Camp Kodiak offers boys a true taste of the Alaskan wilderness. Breathtaking views of glaciers, mountains and wildlife, all in an environment untouched by commercial development, providing the perfect backdrop for approximately a two-week camp session for adventure-hungry boys.
Targeting and attracting boys of high integrity and potential, the camp makes a significant impact on its participants. Rubbing shoulders with world-class leaders, the boys learn powerful tools. And, as Kodiak alumni begin to establish alliances and develop relationships, these tools are reinforced throughout life.
Camp Kodiak’s activities are geared to produce human, intellectual, cultural, and spiritual formation in a setting of adventure.
Fr. Kermit explained that in today’s culture there is a crisis of fatherhood. Dads don’t know how to model manliness and have trouble connecting with their sons. The camp is a beautiful opportunity to alter that equation.
“Sadly, we live in a world where men don’t know how to be men,” Fr. Kermit said. “And as a result, boys don’t see the men in their lives being real men. That isn’t what happens at Camp Kodiak.”
This year’s camp runs from July 7-21, with 40 participants. But even though it is too late for the 2018 edition of the camp, it isn’t too early to be thinking about 2019. Camp Director Ray Arsenault will be happy to talk with you. And you can expect him to be enthusiastic.

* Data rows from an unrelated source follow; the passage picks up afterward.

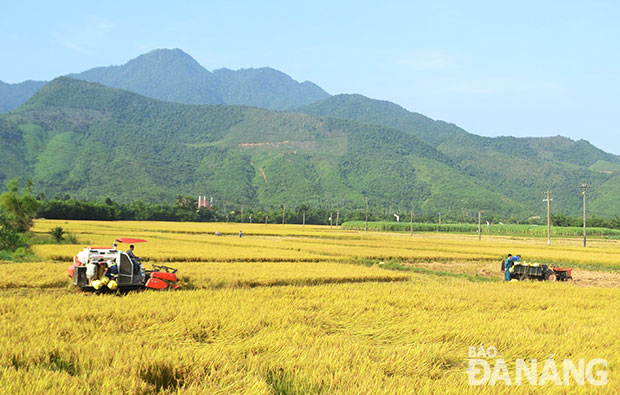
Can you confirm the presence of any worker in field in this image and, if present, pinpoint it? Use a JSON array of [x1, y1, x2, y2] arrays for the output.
[[104, 262, 118, 280], [97, 258, 108, 279], [504, 254, 521, 281], [126, 244, 140, 263], [125, 244, 140, 273]]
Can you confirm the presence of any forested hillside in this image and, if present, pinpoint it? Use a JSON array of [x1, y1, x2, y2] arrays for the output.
[[0, 77, 527, 215], [295, 95, 620, 215]]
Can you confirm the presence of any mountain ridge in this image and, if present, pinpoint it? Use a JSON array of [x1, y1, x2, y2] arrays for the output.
[[0, 77, 523, 218]]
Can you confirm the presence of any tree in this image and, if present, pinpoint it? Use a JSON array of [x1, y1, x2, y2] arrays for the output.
[[0, 211, 21, 251], [0, 179, 39, 233]]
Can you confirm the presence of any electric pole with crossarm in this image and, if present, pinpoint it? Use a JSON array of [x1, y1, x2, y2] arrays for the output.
[[579, 184, 590, 247], [543, 189, 553, 245]]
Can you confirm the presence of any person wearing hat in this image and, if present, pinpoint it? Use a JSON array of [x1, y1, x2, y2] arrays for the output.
[[504, 254, 521, 281]]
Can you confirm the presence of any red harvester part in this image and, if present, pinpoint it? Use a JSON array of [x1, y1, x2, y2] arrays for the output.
[[151, 272, 177, 282], [144, 278, 168, 289]]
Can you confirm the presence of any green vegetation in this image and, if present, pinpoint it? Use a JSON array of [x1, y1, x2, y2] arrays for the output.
[[0, 77, 620, 222], [0, 81, 45, 113], [296, 95, 620, 216], [342, 221, 620, 238]]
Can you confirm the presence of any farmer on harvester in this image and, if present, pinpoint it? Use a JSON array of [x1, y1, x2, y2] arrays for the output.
[[504, 254, 521, 281]]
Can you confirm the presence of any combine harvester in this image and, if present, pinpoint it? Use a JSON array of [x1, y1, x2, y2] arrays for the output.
[[67, 237, 179, 292], [502, 261, 573, 281]]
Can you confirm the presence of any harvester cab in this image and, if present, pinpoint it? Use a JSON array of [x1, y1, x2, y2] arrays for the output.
[[67, 237, 178, 291], [501, 261, 573, 281]]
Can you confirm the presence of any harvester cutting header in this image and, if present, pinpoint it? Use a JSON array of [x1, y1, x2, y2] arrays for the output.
[[67, 237, 178, 291]]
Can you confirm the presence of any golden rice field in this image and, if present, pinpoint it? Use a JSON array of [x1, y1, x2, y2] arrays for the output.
[[0, 220, 620, 394]]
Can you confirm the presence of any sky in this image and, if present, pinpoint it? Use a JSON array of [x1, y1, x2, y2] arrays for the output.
[[0, 0, 620, 154]]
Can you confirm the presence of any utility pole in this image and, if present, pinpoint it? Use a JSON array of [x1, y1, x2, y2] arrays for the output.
[[543, 189, 553, 245], [478, 210, 482, 240], [366, 198, 368, 232], [282, 204, 286, 225], [579, 184, 589, 247]]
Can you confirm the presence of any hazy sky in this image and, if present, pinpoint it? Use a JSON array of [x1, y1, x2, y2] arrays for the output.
[[0, 0, 620, 154]]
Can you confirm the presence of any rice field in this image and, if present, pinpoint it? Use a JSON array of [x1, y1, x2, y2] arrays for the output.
[[0, 220, 620, 394]]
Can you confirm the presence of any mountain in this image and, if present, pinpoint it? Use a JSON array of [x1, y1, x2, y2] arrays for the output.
[[0, 49, 329, 112], [0, 77, 527, 215], [0, 81, 45, 113], [69, 49, 224, 104], [69, 49, 329, 110], [294, 95, 620, 215], [213, 67, 329, 110]]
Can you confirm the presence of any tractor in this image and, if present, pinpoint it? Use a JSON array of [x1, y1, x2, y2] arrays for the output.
[[502, 261, 573, 281], [67, 237, 179, 292]]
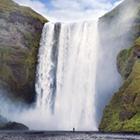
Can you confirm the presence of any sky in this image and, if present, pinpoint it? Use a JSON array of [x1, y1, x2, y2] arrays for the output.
[[14, 0, 123, 21]]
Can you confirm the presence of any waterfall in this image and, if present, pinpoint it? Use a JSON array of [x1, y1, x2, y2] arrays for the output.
[[36, 21, 98, 130]]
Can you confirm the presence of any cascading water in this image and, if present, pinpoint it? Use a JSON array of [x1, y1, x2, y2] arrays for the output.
[[36, 22, 98, 130]]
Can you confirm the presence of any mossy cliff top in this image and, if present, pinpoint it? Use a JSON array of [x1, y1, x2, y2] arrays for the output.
[[0, 0, 47, 103]]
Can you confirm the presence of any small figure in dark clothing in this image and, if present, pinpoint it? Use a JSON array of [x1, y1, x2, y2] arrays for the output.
[[73, 128, 75, 132]]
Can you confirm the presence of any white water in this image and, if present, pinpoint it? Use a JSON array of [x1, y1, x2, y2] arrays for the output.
[[36, 22, 98, 130]]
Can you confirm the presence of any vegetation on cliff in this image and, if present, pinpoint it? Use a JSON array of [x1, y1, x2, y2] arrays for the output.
[[0, 0, 47, 103], [99, 35, 140, 132], [99, 0, 140, 132]]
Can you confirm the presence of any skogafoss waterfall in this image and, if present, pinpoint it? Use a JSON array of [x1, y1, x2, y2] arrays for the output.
[[36, 21, 98, 130]]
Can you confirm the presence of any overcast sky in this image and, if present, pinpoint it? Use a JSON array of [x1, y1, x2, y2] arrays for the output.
[[14, 0, 123, 21]]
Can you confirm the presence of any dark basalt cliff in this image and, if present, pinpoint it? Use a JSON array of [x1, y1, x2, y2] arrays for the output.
[[0, 0, 47, 103], [99, 0, 140, 132]]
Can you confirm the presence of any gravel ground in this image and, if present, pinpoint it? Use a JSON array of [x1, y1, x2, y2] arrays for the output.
[[0, 131, 140, 140]]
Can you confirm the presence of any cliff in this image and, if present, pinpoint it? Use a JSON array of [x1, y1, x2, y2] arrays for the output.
[[99, 0, 140, 132], [0, 0, 47, 103]]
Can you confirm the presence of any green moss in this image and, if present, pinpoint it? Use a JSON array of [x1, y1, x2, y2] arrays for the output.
[[99, 38, 140, 132], [0, 0, 47, 23]]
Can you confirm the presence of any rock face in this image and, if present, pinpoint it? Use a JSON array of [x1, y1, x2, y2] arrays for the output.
[[0, 0, 47, 103], [99, 0, 140, 132]]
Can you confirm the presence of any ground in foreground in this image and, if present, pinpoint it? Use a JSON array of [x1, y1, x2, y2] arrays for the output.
[[0, 131, 140, 140]]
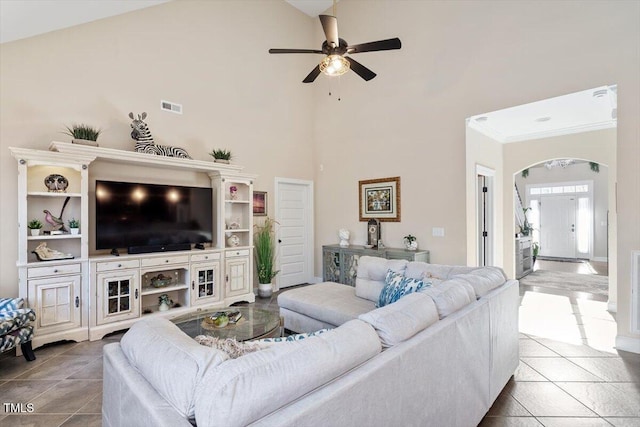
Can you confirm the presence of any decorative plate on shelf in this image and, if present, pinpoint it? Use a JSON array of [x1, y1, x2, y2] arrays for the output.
[[151, 274, 171, 288]]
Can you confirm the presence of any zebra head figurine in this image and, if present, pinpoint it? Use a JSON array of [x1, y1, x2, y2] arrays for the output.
[[129, 113, 191, 159]]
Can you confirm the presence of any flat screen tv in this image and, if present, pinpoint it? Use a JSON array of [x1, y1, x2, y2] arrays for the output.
[[95, 180, 213, 253]]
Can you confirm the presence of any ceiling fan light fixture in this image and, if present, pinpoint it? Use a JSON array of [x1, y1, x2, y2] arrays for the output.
[[320, 55, 351, 76]]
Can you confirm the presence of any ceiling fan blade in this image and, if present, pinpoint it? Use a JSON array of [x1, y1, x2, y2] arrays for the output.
[[344, 56, 376, 81], [302, 65, 320, 83], [320, 15, 340, 47], [347, 37, 402, 53], [269, 49, 322, 53]]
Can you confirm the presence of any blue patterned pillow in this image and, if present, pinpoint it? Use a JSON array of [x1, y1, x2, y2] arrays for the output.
[[376, 270, 429, 307]]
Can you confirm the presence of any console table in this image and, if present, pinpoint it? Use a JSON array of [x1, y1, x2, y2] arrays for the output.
[[322, 245, 429, 286]]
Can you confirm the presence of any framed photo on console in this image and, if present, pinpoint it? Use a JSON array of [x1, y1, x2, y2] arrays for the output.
[[253, 191, 267, 216], [359, 176, 400, 222]]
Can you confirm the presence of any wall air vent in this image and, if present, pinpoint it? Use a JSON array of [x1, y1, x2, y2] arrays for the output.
[[160, 101, 182, 114]]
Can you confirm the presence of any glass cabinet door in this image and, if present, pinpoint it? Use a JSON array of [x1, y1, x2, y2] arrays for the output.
[[191, 261, 221, 305], [97, 270, 140, 324]]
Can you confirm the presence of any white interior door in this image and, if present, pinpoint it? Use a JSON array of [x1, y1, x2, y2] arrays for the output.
[[275, 178, 313, 289], [540, 195, 576, 258]]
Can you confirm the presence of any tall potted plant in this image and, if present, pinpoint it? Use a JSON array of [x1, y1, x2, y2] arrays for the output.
[[253, 217, 278, 298]]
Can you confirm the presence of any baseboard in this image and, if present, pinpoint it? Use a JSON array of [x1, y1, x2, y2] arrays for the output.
[[616, 335, 640, 354]]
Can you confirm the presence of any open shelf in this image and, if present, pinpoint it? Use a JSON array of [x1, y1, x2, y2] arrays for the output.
[[142, 283, 189, 295], [27, 234, 82, 240]]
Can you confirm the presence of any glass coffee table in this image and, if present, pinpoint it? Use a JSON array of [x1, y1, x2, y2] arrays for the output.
[[171, 306, 281, 341]]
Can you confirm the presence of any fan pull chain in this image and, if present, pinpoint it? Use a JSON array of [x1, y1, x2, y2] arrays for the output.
[[329, 76, 342, 101]]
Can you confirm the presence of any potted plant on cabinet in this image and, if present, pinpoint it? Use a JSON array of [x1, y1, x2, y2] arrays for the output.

Having been part of Camp Kodiak from the start, Ray has seen the benefits of the program in others and in his own family.
His son has participated in the camp four times: Fr. Todd Arsenault, LC. This year Ray will be taking his grandson to the camp for the fourth time. Ray beings an interesting – perhaps unique – perspective to the camp.
He and his family operate a dairy and saw mill on Prince Edward Island, Canada. That is at the far eastern side of North America. The camp – near Anchorage – is at the far western side of North America. The campers come from across the continent, so it is an international effort that brings together boys and their dads from an immense area.
Fr. Kermit and the other Legionaries are the glue that hold it all together. Ray explained: “Imagine you celebrate Mass on the shore of an unspoiled river. You raft down the river, stop and catch dinner, then enjoy a meal with the mountains in the distance. You are with other men and boys and you are all sensing the presence of God and his remarkable creation.
“Who doesn’t have faith at a moment like that?”